Vidéos associées :
La Ambassade des États-Unis à Cuba a publié ce dimanche un message sur sa page officielle Facebook célébrant l'anniversaire du président Donald Trump, qui fête ses 80 ans, et a profité de l'occasion pour adresser un clin d'œil chargé de symbolisme politique aux Cubains qui aspirent à la liberté sur l'île.
«Aujourd'hui, nous célébrons un grand anniversaire... Celui du président Trump. Quelle incroyable surprise de voir les réseaux sociaux inondés de messages d'anniversaire pour le président des États-Unis en ce jour. C'est aussi le jour du drapeau qui représente notre unité et notre liberté», a publié la mission diplomatique.
Le 14 juin revêt cette année une triple signification symbolique : c'est l'anniversaire de Trump, la Journée du Drapeau aux États-Unis et une étape de l'année du 250e anniversaire de l'indépendance américaine (1776-2026), que la campagne #Freedom250 du Département d'État célèbre à l'échelle mondiale.
Dans le contexte cubain, la mention explicite que le drapeau «représente notre unité et notre liberté» et l'utilisation du hashtag #Freedom250 constituent un message direct aux citoyens de l'île, en ligne avec la stratégie de diplomatie publique que l'ambassade a déployée sur les réseaux sociaux sous la direction de Mike Hammer, à la tête de la mission depuis novembre 2024.
Ce schéma n’est pas nouveau. Le 28 mai, l'ambassade a célébré l'anniversaire de Marco Rubio avec une photo du secrétaire d'État et de Hammer faisant le geste de la « L » de Liberté, ce qui a déclenché une avalanche de messages de Cubains demandant « Cuba libre ».
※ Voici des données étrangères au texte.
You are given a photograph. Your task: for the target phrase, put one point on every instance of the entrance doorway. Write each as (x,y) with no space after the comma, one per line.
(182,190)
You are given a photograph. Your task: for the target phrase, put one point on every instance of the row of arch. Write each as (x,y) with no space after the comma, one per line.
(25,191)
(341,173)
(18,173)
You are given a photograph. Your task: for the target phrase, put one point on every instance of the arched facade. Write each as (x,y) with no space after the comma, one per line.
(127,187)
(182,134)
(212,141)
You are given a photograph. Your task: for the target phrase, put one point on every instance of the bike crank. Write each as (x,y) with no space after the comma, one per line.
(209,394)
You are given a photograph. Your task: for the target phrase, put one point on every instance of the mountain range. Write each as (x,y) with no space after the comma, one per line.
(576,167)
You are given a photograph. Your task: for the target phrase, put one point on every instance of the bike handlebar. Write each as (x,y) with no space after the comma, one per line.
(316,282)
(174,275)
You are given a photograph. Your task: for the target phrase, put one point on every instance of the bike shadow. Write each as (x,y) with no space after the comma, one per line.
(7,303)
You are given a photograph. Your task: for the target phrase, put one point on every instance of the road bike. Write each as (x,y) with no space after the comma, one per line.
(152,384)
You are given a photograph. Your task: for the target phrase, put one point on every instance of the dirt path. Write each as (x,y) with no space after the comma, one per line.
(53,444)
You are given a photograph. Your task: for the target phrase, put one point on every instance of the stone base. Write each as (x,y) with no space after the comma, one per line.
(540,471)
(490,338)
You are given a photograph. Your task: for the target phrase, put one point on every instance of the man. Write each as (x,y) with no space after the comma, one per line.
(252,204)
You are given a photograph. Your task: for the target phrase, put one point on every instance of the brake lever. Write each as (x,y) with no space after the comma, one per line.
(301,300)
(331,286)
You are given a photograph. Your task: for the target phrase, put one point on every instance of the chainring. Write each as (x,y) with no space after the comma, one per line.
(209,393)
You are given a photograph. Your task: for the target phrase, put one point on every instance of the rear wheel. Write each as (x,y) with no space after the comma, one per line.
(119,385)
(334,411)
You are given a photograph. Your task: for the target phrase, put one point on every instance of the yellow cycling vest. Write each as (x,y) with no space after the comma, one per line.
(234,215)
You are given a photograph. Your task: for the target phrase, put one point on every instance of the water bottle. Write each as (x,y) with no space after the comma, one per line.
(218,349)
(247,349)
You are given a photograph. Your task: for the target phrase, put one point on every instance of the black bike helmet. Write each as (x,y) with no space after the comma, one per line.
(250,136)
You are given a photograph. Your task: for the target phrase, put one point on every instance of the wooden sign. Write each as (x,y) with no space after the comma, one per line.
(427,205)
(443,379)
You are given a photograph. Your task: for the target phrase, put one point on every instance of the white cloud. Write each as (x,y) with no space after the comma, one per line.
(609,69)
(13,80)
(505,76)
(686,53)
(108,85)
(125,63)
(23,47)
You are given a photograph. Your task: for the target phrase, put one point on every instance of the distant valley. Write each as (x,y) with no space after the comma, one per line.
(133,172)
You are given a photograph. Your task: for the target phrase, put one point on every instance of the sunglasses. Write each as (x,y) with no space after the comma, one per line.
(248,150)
La campagne #Freedom250 a également invité les Cubains à envoyer des messages sur la liberté à l'adresse e-mail HavanaMedia@state.gov, dont une sélection sera publiée le 4 juillet prochain.
Pendant ce temps, à Washington, Trump a célébré ses 80 ans avec un événement historique d'arts martiaux mixtes de l'UFC dans le jardin sud de la Maison Blanche, dénommé UFC Freedom 250, diffusé par Paramount+ avec des personnalités comme Ilia Topuria, Justin Gaethje et Alex Pereira.
La ambassade à La Havane a été la voix diplomatique de la politique de pression maximale de l'administration Trump envers le régime cubain, qui depuis janvier 2026 a imposé plus de 240 sanctions contre le conglomérat militaire cubain et d'autres figures du régime.
Hammer a été catégorique en janvier en déclarant que la libération de tous les prisonniers politiques cubains n'est « pas un sujet à négocier » et doit se faire « quoi qu'il arrive », une position que l'ambassade a maintenue publiquement même après les actes de répudiation organisés contre ses diplomates sur l'île.